Una densa nube tóxica volvió a cubrir este lunes a Nueva Delhi, reduciendo drásticamente la visibilidad, paralizando el tráfico aéreo y obligando a la cancelación de más de 100 vuelos en el aeropuerto internacional Indira Gandhi, el más importante de la India, en lo que el Gobierno calificó como uno de los peores episodios de contaminación del año.
El fenómeno, provocado por una combinación de altas emisiones contaminantes y condiciones meteorológicas adversas, ha sumido a la capital india en una grave crisis ambiental con impacto nacional e internacional.
A través de su cuenta oficial en X, el aeropuerto de Nueva Delhi informó que las operaciones aéreas se realizan bajo condiciones CAT III, el nivel más restrictivo del sistema de aterrizaje, activado únicamente cuando la visibilidad es extremadamente baja. “Las operaciones aéreas se están llevando a cabo actualmente bajo condiciones CAT III debido a la densa niebla, lo que puede provocar retrasos y cancelaciones”, señaló la terminal aérea.
Este protocolo se activa cuando la visibilidad es inferior a los límites normales de operación, una situación frecuente durante los meses de máxima contaminación atmosférica en la capital.
Datos del Consejo Central de Control de la Contaminación (CPCB) y de plataformas de monitoreo ambiental revelan que Nueva Delhi registró durante el fin de semana un Índice de Calidad del Aire (AQI) en categoría “severa”, con valores entre 430 y 500 puntos, y picos de hasta 721 en algunas estaciones durante la madrugada. Estos niveles superan ampliamente los estándares de seguridad sanitaria y sitúan a la ciudad entre las más contaminadas del planeta.
El Departamento Meteorológico de la India (IMD) advirtió sobre la presencia de niebla moderada a densa, con una visibilidad reducida a rangos de 200 a 50 metros, e incluso por debajo de ese umbral en sectores específicos de la ciudad.
Las aerolíneas IndiGo y Air India confirmaron decenas de cancelaciones y más de 300 vuelos retrasados, argumentando razones de seguridad. Según Flightradar24, el aeropuerto operó durante varias horas con el índice máximo de disrupción aérea.

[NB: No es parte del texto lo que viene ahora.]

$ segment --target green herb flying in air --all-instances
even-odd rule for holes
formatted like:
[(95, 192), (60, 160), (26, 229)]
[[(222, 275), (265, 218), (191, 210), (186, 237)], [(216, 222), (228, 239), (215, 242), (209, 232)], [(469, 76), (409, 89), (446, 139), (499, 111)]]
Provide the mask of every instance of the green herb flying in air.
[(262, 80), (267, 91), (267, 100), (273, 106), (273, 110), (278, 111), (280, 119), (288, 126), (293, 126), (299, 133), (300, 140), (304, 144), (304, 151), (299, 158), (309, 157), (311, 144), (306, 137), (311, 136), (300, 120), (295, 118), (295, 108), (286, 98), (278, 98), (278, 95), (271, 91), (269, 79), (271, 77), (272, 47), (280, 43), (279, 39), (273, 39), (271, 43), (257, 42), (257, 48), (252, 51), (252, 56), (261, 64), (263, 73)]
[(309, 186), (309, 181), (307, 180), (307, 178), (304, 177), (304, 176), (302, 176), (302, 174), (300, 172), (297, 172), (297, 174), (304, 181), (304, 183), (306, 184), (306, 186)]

Ante la gravedad de la situación, las autoridades mantienen activa la fase IV del Plan de Respuesta Gradual contra la Contaminación (GRAP), el nivel más estricto del protocolo ambiental, que contempla:
- Prohibición de actividades de construcción
- Restricción de los vehículos más contaminantes
- Fomento del teletrabajo
- Implementación de clases híbridas y virtuales
La concentración de partículas finas PM2.5, consideradas altamente peligrosas por su capacidad de penetrar en el torrente sanguíneo, supera en más de 30 veces los límites recomendados por la Organización Mundial de la Salud (OMS). Expertos advierten que la exposición prolongada a estos niveles extremos incrementa el riesgo de enfermedades respiratorias, cardiovasculares y neurológicas, especialmente en niños y adultos mayores.
La emergencia ambiental en Nueva Delhi vuelve a poner en evidencia la fragilidad de las grandes megaciudades frente a la contaminación, un problema estructural que, año tras año, afecta a millones de personas y genera consecuencias económicas, sanitarias y logísticas a escala global.